Denn ihre Eltern hatten mal wieder einen Zettel hinterlassen, auf dem stand, dass die beiden noch bis 16 Uhr arbeiten würden. Also konnte es Paul problemlos riskieren seinem kleinen Bruder ein Fläschchen zu geben. Gerade nach einem so turbulenten Tag, hatte er sich das sicher auch irgendwo verdient.
Paul dachte kurz darüber nach, ob es Sinn machen würde, Felix‘ nasse Sachen zu verstecken. Dann würde es heute nicht noch mehr Ärger geben. Aber er verwarf den Gedanken wieder, denn es war ja nicht sein Ziel, Felix‘ Unfälle zu vertuschen, sondern dafür zu sorgen, dass Felix eben keinen Ärger mehr dafür bekam. Und das konnte er nur durch ein sachliches Gespräch mit seinen Eltern erreichen. Hoffentlich hatte er sich da nicht zu viel vorgenommen. Wobei man zumindest mit Mama normalerweise schon reden konnte. Sein Vater hingegen war deutlich strenger und wich nur selten von seinen Erziehungsmethoden ab. Zu denen gehörten Hausarrest; Taschengeldkürzung; Handyentzug: mehr Putzarbeiten, als im Haus eigentlich nötig waren; oder manchmal auch körperliche Gewalt, so traurig es auch war…

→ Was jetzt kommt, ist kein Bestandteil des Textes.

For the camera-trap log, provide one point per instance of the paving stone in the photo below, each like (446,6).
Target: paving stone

Paul hatte das schon oft am eigenen Leib erfahren, aber dass sein Bruder auch etwas abbekam war neu und hatte Paul zutiefst schockiert. Und dann noch so fest, dass Felix‘ Backe geblutet hatte…
Er verstand nicht, woher die harten Methoden seines Vaters kamen. Sein Vater war nämlich auch ein sehr schweigsamer Mensch und erzählte nie von seiner eigenen Kindheit.

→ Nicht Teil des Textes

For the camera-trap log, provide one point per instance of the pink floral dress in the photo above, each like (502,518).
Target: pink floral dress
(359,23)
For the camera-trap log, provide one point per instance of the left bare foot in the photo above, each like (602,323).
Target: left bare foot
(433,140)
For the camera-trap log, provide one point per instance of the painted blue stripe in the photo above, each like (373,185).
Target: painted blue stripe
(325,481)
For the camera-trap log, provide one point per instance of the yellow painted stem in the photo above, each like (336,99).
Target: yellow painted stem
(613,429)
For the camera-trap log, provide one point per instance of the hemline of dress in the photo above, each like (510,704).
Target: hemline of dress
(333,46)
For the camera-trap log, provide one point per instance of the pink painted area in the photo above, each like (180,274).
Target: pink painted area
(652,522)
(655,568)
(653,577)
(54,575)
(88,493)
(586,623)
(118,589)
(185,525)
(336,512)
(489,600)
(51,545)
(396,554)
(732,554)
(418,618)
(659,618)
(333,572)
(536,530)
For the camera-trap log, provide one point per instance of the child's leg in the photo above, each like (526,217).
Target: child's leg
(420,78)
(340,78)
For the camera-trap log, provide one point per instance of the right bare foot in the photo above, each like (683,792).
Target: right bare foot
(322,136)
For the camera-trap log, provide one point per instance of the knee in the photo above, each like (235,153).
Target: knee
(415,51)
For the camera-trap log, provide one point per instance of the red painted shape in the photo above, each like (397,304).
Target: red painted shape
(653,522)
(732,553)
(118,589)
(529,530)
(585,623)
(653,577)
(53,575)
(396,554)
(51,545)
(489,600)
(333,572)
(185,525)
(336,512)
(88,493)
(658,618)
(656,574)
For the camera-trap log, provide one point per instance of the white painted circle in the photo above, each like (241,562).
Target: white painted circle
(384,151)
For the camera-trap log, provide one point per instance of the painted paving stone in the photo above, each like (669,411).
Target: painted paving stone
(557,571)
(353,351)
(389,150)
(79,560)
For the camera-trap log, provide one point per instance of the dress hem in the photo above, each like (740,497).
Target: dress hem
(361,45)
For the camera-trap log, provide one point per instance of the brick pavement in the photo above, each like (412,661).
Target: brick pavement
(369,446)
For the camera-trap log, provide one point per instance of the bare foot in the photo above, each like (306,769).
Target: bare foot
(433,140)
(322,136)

Dafür wusste Paul genau, wie seine eigene frühe Kindheit war. Er hatte nämlich genau dasselbe Problem gehabt wie Felix jetzt. Immer wieder hatte er tagsüber eingenässt, und in jeder Nacht war sein Bett nass geworden. Das Ganze hatte erst kurz vor seiner Einschulung aufgehört. Auch damals hatte sein Vater versucht, Paul das Problem mit Gewalt auszutreiben. Ein Vorhaben was natürlich nicht von Erfolg gekrönt war. Es hörte irgendwann eher zufällig für immer auf. Bettnässer war er aber danach noch eine Zeit lang gewesen. Jeden Morgen unausgeschlafen aufstehen, das Bett neu beziehen müssen und sich die Vorwürfe seines Vaters anhören müssen – dieser traumatische Lebensabschnitt hatte tiefe Narben in Pauls Seele hinterlassen, auch wenn er sie selbst noch nicht spürte. Und nun fühlte er, dass es seine Pflicht war, Felix diese Qualen zu ersparen oder sie zumindest so gut es ging zu lindern.
Felix saß ruhig auf seinem Stuhl und schien schon wieder an etwas anderes zu denken.

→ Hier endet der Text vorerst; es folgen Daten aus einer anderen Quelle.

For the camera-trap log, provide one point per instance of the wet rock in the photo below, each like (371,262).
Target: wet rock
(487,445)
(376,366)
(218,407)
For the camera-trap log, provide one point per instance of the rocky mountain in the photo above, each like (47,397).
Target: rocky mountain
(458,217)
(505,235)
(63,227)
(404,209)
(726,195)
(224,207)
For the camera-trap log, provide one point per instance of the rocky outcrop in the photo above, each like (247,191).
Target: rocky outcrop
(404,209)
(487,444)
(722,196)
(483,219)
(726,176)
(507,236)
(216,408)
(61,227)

„War ja ganz schön krass vorhin im Park, meinst du nich‘?“, versuchte Paul eine Konversation zu beginnen.
Felix schaute von seinem Kakao hoch und seinem Bruder etwas verständnislos ins Gesicht.
„Was meinst du?“
Paul stutzte. Was war hier los? Erinnerte sich Felix gar nicht mehr daran? Hatte er am Ende alles nur geträumt?